The whole concept of young adults engaging in sex annoys adults, who find it heinous to commit this “sin” in the name of the holidays. Sex, after all, is taboo in our country.

But despite the protests, the Gujarat State Federation of Chemists and Pharmacists (GSFCDA) reported a 35% rise in contraceptive sales that year. The good thing is that people are conscientious enough to use protection while having sex.

Surveys suggest that young people look forward to this festival throughout the year. Far from the prying eyes of the guardians, the youth of the state break down moral barriers.

It sounds trashy to hear words like sex when talking about Dandiya Raas and Garba, but unfortunately, it has become a shocking reality.

The night performance with boys and girls dancing in bright outfits has ulterior motives. What is more surprising is that women have become bold enough to buy contraceptives in stores.

This situation, which has persisted for almost a decade, is not well digested by the parents of the boys.

As the sale of condoms increases, the demand for private detectives is also skyrocketing in cities such as Surat and Ahmedabad.

A 2016 report by The Economic Times claimed that condom sales are up 25 to 50 per cent on average, particularly at pharmacies and pharmacies near Navratri dance venues. From time to time, condom makers release numbers and statistics ostensibly in an attempt to immerse themselves in a sociological phenomenon but ultimately as a marketing pitch for the brand.

“Sales of condoms and contraceptives are obviously going up because it’s the ‘season,'” said Bharat Soni of Staywell Pharmacy in Ahmedabad. “As far as our clinic is concerned, their sales increase by 20 to 30 per cent during Navratri.”
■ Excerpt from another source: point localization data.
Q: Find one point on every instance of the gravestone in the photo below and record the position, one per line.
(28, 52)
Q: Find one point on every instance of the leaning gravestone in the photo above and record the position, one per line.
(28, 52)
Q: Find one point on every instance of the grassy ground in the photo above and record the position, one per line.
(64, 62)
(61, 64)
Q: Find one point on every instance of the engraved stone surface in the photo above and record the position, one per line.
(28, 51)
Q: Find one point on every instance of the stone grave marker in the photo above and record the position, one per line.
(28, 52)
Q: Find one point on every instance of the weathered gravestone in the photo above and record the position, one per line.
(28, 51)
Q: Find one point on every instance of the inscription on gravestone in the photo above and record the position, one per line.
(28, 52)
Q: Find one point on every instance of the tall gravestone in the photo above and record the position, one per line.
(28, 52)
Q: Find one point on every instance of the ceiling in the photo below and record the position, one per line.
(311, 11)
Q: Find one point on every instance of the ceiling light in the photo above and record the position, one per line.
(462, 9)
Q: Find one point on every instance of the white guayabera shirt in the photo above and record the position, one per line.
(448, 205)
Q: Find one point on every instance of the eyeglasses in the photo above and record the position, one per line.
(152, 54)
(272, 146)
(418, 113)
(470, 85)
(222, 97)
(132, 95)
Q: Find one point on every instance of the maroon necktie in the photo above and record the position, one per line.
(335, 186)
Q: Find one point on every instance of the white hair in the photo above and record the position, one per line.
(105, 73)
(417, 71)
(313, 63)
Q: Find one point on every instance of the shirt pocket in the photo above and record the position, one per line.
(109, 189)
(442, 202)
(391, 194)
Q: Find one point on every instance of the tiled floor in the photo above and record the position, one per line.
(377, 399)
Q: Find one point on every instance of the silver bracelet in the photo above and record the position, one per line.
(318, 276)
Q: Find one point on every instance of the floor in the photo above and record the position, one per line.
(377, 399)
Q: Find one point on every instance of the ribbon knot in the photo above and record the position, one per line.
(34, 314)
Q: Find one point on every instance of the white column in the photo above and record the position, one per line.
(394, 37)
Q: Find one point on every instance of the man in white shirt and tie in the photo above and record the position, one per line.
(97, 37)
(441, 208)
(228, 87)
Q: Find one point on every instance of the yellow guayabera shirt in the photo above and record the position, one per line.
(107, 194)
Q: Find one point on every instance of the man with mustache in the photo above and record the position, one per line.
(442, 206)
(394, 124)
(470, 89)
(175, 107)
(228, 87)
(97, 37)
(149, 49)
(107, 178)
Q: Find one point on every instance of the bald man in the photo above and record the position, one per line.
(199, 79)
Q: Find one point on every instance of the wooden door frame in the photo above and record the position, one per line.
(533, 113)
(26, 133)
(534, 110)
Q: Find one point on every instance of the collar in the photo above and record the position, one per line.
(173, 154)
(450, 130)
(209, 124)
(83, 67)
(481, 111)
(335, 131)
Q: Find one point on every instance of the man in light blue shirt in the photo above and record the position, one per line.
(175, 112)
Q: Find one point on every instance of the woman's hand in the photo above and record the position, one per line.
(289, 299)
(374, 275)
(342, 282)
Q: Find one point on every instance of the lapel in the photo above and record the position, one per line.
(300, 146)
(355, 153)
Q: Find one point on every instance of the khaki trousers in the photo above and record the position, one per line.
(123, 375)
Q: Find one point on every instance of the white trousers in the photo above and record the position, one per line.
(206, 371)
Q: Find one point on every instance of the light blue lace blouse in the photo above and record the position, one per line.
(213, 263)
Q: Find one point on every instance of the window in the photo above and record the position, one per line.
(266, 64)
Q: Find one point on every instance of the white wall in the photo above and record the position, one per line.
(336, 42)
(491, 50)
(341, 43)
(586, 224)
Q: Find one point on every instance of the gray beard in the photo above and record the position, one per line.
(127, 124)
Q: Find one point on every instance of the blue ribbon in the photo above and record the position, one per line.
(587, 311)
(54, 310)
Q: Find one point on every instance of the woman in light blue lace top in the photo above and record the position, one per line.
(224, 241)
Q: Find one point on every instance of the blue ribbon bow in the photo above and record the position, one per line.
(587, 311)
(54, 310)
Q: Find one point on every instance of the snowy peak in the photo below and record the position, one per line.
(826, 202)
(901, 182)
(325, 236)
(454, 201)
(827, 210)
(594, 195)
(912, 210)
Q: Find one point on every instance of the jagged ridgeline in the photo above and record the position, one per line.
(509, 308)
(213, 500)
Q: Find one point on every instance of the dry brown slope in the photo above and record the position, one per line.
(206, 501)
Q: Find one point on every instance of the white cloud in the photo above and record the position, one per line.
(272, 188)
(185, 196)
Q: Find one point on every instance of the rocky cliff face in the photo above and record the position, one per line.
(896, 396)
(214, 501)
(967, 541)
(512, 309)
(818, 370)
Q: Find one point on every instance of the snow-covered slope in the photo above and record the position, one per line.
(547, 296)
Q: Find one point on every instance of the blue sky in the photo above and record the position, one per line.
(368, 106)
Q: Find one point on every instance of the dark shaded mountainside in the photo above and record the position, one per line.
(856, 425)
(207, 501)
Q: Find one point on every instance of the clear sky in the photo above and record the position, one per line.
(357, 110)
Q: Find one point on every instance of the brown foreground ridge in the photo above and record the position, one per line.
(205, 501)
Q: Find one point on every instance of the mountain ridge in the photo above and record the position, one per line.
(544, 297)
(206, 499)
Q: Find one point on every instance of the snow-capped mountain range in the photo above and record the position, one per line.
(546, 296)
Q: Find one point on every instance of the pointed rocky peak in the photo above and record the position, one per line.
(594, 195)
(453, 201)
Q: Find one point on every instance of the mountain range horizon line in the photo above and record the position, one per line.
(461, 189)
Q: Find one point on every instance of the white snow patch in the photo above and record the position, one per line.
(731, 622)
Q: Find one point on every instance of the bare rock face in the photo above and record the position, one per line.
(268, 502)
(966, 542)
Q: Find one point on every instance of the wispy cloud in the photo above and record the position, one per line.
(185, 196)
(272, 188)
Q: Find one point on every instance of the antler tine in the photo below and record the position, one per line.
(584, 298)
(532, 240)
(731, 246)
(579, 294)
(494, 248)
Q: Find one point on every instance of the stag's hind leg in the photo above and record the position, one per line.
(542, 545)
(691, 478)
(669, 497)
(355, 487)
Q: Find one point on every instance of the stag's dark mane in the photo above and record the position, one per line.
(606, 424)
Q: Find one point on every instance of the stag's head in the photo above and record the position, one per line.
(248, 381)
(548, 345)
In 2017, a Navratri-themed condom ad featuring actor Sunny Leone drew the ire of a trade body that wrote a letter to the union minister, accusing the company of selling condoms on behalf of Navratri. “There is a discouraging absence of communication channels about safe sex and STIs in Gujarat due to prudish attitudes in general.”

HIV-AIDS consultant and sociologist Dr. Gaurang Jani said, “We have been setting up awareness stalls at garba places in Rajpath Club, Karnavati Club and other areas. This is an indication of positive change where young people are ready to discuss topics like this.